Microstimulation of V1 affects the detection of visual targets: manipulation of target contrast.

Electrical microstimulation of the striate cortex (area V1) in monkeys delays the execution of saccadic eye movements generated to a visual target located in the receptive field of the stimulated neurons. We have argued that this effect is because of disruption of the visual signal transmitted along the geniculostriate pathway. The delivery of electrical stimulation to V1 evokes a punctate light or dark phosphene in human subjects. If electrical stimulation of V1 in monkeys evokes a light or dark phosphene, then one might expect that the delay effect might vary according to whether monkeys are required to detect a light or a dark visual target. For instance, if the stimulation is activating V1 elements coding for a light visual stimulus but not a dark visual stimulus then stimulation may delay saccades generated to a light target but not to a dark target. We tested this idea by having monkeys generate saccadic eye movements to light or dark visual targets immediately after the stimulation was delivered to V1. We found that the delay effect induced by stimulation varied with target contrast, but remained invariant to whether a bright or dark visual target was presented in the receptive field of the stimulated neurons. The significance of these results is discussed with regard to using monkeys to develop a visual prosthesis for the blind.

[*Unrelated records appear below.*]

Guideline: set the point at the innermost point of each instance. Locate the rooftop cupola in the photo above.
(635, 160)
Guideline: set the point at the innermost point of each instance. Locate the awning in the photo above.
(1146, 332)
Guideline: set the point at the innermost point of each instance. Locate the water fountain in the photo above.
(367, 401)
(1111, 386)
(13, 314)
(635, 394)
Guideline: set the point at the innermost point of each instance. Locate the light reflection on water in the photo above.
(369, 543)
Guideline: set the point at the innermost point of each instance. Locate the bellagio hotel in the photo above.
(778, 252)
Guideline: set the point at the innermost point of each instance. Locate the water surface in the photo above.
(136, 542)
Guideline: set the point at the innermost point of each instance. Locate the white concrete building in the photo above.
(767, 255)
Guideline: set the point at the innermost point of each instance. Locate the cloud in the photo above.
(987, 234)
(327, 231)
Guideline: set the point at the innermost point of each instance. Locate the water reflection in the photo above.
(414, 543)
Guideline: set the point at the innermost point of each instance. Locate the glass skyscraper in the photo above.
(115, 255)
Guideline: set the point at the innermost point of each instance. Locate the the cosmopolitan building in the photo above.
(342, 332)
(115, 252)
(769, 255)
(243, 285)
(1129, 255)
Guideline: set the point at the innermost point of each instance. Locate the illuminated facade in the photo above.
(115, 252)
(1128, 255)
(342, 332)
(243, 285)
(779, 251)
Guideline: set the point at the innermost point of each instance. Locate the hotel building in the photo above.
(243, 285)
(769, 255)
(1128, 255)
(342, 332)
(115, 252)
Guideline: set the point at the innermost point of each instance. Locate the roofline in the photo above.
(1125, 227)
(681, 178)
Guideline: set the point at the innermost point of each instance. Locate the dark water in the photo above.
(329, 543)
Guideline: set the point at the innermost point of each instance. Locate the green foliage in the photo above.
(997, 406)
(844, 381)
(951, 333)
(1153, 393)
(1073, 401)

Delaying visually guided saccades by microstimulation of macaque V1: spatial properties of delay fields.

Electrical microstimulation of macaque primary visual cortex (area V1) is known to delay the execution of saccadic eye movements made to a punctate visual target placed into the receptive field of the stimulated neurons. We examined the spatial extent of this delay effect, which we call a delay field, by placing a 0.2 degrees visual target at various locations relative to the receptive field of the stimulated neurons and by stimulating different sites within the operculum of V1. A 100-ms train of stimulation consisting of current pulses at or less than 100 microA was delivered immediately before monkeys generated a saccadic eye movement to the visual target. The region of tissue activated was within 0.5 mm from the electrode tip. The depth of stimulation for a given site ranged from 0.9 to 2.0 mm below the cortical surface. The location of the receptive fields of the stimulated neurons ranged from 1.8 to 4.4 degrees of eccentricity from the center of gaze. Within this range, the size of the delay field increased from 0.1 to 0.55 degrees of visual angle. The shape of the field was roughly circular. The size of the delay field increased as the stimulation site was located further from the foveal representation of V1. These results are consistent with the finding that phosphenes evoked by electrical stimulation of human V1 are circular and increase in size as the stimulating electrode is placed more distant from the foveal representation of V1.

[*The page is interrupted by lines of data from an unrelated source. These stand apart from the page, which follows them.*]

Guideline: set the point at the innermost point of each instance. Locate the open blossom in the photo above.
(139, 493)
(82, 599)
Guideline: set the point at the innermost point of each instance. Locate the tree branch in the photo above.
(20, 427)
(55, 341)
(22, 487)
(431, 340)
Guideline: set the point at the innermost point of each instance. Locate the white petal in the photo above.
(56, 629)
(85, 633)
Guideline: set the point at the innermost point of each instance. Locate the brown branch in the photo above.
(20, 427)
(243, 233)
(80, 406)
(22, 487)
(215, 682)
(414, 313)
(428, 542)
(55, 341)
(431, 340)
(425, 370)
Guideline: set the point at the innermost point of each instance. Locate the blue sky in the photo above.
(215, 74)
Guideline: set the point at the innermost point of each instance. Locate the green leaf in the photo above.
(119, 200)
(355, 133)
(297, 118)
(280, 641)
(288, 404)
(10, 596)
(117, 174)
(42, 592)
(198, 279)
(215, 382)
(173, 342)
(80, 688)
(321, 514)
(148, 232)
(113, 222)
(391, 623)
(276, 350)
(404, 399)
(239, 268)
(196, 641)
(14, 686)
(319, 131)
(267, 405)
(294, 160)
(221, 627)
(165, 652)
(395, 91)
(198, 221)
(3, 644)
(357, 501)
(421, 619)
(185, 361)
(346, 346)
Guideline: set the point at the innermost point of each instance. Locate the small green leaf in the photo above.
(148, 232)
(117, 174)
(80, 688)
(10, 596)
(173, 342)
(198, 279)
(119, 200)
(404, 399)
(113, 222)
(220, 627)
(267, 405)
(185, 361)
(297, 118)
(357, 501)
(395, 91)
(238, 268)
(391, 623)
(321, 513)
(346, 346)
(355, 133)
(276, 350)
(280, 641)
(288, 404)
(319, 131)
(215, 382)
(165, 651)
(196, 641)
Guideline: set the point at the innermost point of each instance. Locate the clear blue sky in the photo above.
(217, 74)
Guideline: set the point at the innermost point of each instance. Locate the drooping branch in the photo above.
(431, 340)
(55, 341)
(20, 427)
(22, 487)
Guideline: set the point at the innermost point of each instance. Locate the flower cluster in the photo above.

Microstimulation of V1 input layers disrupts the selection and detection of visual targets by monkeys.

Electrical microstimulation delivered to primary visual cortex (V1) concurrently with the presentation of visual targets interferes with the selection of these targets. To determine the source of this interference, we stimulated the visual input layers of V1 as rhesus monkeys generated saccadic eye movements to visual targets presented at and outside the receptive field of the stimulated neurons. Columns of cells in V1 innervated by the left and right eye are segregated according to eye dominance, such that cells within a column respond best to visual stimuli presented to the ocular dominant eye. Interference was maximal when targets were presented to the ocular dominant eye, moderate when presented to the ocular inferior eye, and negligible when presented to both eyes. Thus, electrical microstimulation of the visual input layers of V1 disrupts the flow of visual information along the geniculostriate pathway. Knowing how electrical stimulation of V1 affects visual behaviour is necessary when using monkeys to develop a visual prosthesis for the blind.